Offshore wind farms are placed in areas that are best suited for such operations

– The areas best suited for offshore wind will be determined in regional land use plans (incl. windiness, infrastructure and favourable ice and wave conditions)
– The impact of construction on the status of the marine environment and the ecosystem is always taken into account in planning.
– The underwater impacts of offshore wind and construction noise on the ecosystem are studied

Cooperation and dialogue between various operators will increase

  •     – There is increasing dialogue between the government and various regions, municipalities and wind energy operators
  •     – Close dialogue with the Defence Forces is maintained to coordinate interests
  •     – Design practices are explained to clarify the process related to offshore wind construction
  •     – International cooperation is increased in large-scale offshore wind projects
  •     – Over the longer term, preparations will be made to expand international cooperation to also include joint offshore wind farms

Political decision-makers have identified the significant role of offshore wind in terms of Finland’s carbon-neutrality goals

  • – Ambitious offshore wind goals and national offshore wind policy guidelines will be created
  • – The role of the government as an active lessor of marine areas will be developed

The investment environment for offshore wind has become more attractive

  •     – Efforts will be made to increase state support measures to start offshore wind construction in Finland (forward-looking investments and support during the transition phase)
  •     – The construction and planning of offshore wind farms in domestic water areas will be streamlined.

Background information

Synergies and conflicts

View the Synergies and conflicts table for all industries.

Ecosystem services

The energy sector mainly uses the energy production service provided by the marine ecosystem, which is based on the abiotic elements of the marine ecosystem, such as the sun, wind, waves or tidal variation.  

Other energy sources

– Seawater is increasingly used as a source of heat and cooling energy, and the related technology is evolving. Seawater can be used, for example, as a heat source for heat pumps in power plants, as well as in seasonal storage facilities, from which the heat of the water stored during the summer can be used in the winter.

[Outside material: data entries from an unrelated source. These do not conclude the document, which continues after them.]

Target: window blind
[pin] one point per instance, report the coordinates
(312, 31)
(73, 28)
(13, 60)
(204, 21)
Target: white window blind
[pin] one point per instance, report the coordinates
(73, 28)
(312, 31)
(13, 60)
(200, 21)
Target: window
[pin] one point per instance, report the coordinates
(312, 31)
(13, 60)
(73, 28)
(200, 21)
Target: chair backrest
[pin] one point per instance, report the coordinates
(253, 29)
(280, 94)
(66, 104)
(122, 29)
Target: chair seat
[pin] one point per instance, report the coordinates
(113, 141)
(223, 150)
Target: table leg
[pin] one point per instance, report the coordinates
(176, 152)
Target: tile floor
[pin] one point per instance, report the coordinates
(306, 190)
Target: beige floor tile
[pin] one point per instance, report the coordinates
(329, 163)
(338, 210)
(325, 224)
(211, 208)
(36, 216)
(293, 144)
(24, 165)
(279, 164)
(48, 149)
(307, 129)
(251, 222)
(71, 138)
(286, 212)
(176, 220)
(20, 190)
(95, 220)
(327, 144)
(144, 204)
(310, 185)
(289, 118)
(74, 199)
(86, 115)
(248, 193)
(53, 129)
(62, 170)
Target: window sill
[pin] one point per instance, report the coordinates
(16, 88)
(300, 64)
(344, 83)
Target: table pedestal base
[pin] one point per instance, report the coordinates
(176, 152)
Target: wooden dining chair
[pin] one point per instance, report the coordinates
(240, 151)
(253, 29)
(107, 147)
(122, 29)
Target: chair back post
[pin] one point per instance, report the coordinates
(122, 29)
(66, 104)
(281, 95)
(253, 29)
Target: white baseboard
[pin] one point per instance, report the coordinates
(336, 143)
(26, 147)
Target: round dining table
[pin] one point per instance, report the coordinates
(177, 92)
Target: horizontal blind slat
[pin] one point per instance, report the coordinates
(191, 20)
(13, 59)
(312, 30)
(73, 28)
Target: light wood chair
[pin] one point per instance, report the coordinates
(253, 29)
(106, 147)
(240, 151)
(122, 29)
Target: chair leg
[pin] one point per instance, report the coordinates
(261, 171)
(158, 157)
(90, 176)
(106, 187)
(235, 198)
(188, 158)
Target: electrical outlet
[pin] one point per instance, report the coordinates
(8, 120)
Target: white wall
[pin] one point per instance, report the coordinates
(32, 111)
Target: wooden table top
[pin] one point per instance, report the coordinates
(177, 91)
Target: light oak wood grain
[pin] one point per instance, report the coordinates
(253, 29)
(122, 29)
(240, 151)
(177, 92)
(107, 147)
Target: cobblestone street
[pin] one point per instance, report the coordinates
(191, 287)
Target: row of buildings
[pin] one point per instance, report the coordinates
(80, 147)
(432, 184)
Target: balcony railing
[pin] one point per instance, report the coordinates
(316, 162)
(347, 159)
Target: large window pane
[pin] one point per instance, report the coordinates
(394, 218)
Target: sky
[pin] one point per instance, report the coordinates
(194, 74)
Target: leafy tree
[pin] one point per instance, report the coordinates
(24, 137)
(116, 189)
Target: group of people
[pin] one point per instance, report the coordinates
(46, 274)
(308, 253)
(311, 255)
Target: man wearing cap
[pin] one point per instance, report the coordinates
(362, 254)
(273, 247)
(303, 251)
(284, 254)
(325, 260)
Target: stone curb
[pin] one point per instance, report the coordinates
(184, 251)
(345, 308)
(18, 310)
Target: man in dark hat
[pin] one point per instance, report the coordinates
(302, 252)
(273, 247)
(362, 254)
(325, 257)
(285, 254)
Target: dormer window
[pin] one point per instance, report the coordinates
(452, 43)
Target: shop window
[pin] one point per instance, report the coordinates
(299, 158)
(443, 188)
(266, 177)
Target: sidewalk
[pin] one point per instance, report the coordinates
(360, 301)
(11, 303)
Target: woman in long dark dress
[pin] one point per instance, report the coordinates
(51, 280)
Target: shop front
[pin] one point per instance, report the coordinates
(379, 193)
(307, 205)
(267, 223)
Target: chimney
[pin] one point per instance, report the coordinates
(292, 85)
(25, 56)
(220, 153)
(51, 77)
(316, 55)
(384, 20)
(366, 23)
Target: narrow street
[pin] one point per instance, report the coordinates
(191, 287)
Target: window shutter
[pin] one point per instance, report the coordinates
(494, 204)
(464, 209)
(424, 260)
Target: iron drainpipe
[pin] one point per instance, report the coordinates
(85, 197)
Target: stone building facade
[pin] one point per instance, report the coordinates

– Seawater will also continue to be used for cooling in power plants. More effective use of the heat energy of condensate water will be made, and its direction back to the sea will reduce.

– The potential related to wave power and marine biomass will be studied and tested.


– Offshore wind and its role as part of the energy system will increase. The national and international development of the national grid and transfer connections is a basic precondition.

– Offshore wind farms are mainly located in the open sea, where area reservations are larger and adverse environmental and landscape impacts are smaller. However, their placement requires coordination with the migratory routes of birds, for example.

– As technology develops, wind farms can be placed in deeper water, and ice conditions will be taken better into account. With the development of floating wind farms, wind electricity can be produced in deeper marine areas.

– Offshore wind production is concentrated in areas near active ports because the construction and maintenance of wind farms require regular visits. In addition to the wind farms, there are electricity transmission cables, transformer stations and other infrastructure items on sea and land.

– Increased knowledge of marine nature values and their location will make it possible to place wind farms in the least sensitive areas. Artificial seabed reefs built in connection with wind farms create living conditions for species, making use of fish fry production, for example.

– Offshore wind has synergies with the maritime industry and maritime logistics in particular (the construction of ships for the installation and erection of wind farms). Opportunities to combine wind energy areas with aquaculture are also being explored.

– The needs of the Defence Forces restrict the construction of wind farms, but operations can be coordinated through technological development, for example.